Kâbus, umut ve Rojava Devrimi...
Aykan SEVER yazdı —
- Dünya solu adına stratejik perspektiften yoksun adeta debelenilen günlerde Rojava'daki değişim başka bir olasılığı gündeme getirdi. Dünya değişebiliyordu. Tarihin ezilenler adına sonu gelmemişti. Ve ancak UMUT mücadele ile birlikte var olabilirdi.
Sovyetler Birliği'nin dağılması sonrası paylaşılacak ve üzerinde hegemonya kurulacak her anlamda "boşluklar"ın oluşması şu anda da devam etmekte olan 3. Dünya Savaşı'nı başlatmıştı. Kapitalizm o zaman zaferini ilan etse de aslında daha işin başındaydılar. Asıl olarak şimdi "galip" olduklarını söylemek yanlış olmaz. Çünkü artık dünyanın genelinde insanlar bırakın hayal kurmayı en ufak bir düş görme olasılığını dahi mahkum eden bir körleşme hali içinde kayboldular.

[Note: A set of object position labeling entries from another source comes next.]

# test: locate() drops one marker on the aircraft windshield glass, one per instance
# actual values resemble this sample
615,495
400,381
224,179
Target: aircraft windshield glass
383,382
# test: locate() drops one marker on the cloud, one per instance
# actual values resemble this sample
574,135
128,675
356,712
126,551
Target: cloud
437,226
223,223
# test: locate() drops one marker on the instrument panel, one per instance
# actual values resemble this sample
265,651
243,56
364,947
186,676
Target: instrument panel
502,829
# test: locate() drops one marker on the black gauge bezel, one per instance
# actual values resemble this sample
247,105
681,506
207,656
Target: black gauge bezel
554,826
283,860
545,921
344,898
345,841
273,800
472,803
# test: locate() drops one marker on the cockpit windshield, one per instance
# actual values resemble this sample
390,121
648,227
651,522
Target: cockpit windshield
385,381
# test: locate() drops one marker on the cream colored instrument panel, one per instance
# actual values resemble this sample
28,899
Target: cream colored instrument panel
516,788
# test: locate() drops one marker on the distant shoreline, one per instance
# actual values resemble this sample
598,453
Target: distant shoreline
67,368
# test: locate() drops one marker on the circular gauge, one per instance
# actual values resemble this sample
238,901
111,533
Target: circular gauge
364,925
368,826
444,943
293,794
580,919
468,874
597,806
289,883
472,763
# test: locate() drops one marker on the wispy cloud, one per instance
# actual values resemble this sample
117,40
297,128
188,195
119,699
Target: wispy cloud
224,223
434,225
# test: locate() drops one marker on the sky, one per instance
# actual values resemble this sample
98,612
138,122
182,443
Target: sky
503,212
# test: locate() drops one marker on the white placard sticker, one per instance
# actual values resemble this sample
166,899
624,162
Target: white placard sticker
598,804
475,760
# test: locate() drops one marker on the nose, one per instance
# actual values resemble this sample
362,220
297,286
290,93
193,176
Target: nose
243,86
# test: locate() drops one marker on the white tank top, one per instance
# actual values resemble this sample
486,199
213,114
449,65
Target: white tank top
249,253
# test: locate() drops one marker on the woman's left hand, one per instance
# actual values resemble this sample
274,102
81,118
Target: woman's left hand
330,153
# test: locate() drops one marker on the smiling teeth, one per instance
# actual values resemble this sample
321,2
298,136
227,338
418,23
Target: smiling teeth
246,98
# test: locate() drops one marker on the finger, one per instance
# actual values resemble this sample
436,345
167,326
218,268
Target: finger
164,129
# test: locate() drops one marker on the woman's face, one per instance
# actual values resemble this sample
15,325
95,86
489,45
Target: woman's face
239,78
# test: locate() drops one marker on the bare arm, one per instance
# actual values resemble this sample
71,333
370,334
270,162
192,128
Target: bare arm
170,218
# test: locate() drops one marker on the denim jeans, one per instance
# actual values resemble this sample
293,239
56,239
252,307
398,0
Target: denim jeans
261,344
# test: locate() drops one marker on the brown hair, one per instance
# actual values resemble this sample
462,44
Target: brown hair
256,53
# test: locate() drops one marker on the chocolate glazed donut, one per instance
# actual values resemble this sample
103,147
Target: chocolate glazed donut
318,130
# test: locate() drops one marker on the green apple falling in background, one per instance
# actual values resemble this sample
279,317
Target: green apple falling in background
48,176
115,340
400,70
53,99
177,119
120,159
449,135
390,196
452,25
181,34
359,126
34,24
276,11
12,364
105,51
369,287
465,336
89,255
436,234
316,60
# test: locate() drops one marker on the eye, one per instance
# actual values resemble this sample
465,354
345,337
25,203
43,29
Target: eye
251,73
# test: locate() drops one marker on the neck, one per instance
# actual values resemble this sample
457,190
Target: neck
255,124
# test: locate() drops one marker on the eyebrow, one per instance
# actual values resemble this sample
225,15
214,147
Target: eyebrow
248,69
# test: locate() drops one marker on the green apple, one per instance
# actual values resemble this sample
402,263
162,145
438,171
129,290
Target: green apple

Daha önce Amerika'nın dünyanın bir numarası olma hesabıyla bütün çürümenin billurlaştığı mekan olduğuna değinmiştim. Yine bugünlerde Amerikan politik sahnesinde olanlar bunu bir kez daha doğrular nitelikte. Bazı okuyucular için tekrar olacak ancak temrin de ara sıra işe yarayan bir anlama-öğrenme yöntemi. ABD'de demokrasi güç/sermaye sahiplerinin politikacılara önce yatırım ve sonrasında tahsilat yapmasından ibaret bir süreç. Aradaki kampanya, mitingler, sandığa gitme vb. işler ise dekor. Bu gizli saklı da değil aslında. İsteyen X'te dünyanın en zengini olan (250 milyar dolar) Elon efendinin ne yaptığına bakabilir. Musk açıktan Trump'a yatırım yapsa da "Demokratlar" da tıpkı Biden'ın yaptığı gibi kamu kaynaklarını tıkır tıkır Musk'ın cebine saymak zorunda. Öyle yapmadığı takdirde başına gelecekleri kimse bilemez. Biden'ın aday olmayacağını açıklaması "Demokrat" Parti'nin şansını artıracaktır ancak kim kazanırsa kazansın "kasa"ya çalışmak zorunda. K. Harris'in kadın veya etnik kökeninin Biden'dan farklı olmasının da bu başlıkta belirleyici bir önemi olmayacaktır. Seçimler olacak ancak ortada sahiden farklı ve seçilecek bir fikir var mı? Yok! Ancak şöyle yalanlara belki yine şahit olacağız. Biden hatırlayacak olursanız "ABD'de yapısal ırkçılık var, buna son vereceğiz" demişti, bu konuda kendi ülkesinde hiç bir ilerleme olmadığı gibi körüklediği savaşlar sayesinde ırkçılık tüm dünyada tıpkı sıcaklıklar gibi tavan yaptı. İsrail ve TC halklar üzerinde alenen soykırım saldırılarına devam ederken, dünya savaşlar ve iklim krizi ile yakılıp yıkılırken Bernie Sanders, Ocasio Cortez gibilerin gösterdikleri usulen "sol" muhalefetin ise kandırmacadan öte bir anlamı yok!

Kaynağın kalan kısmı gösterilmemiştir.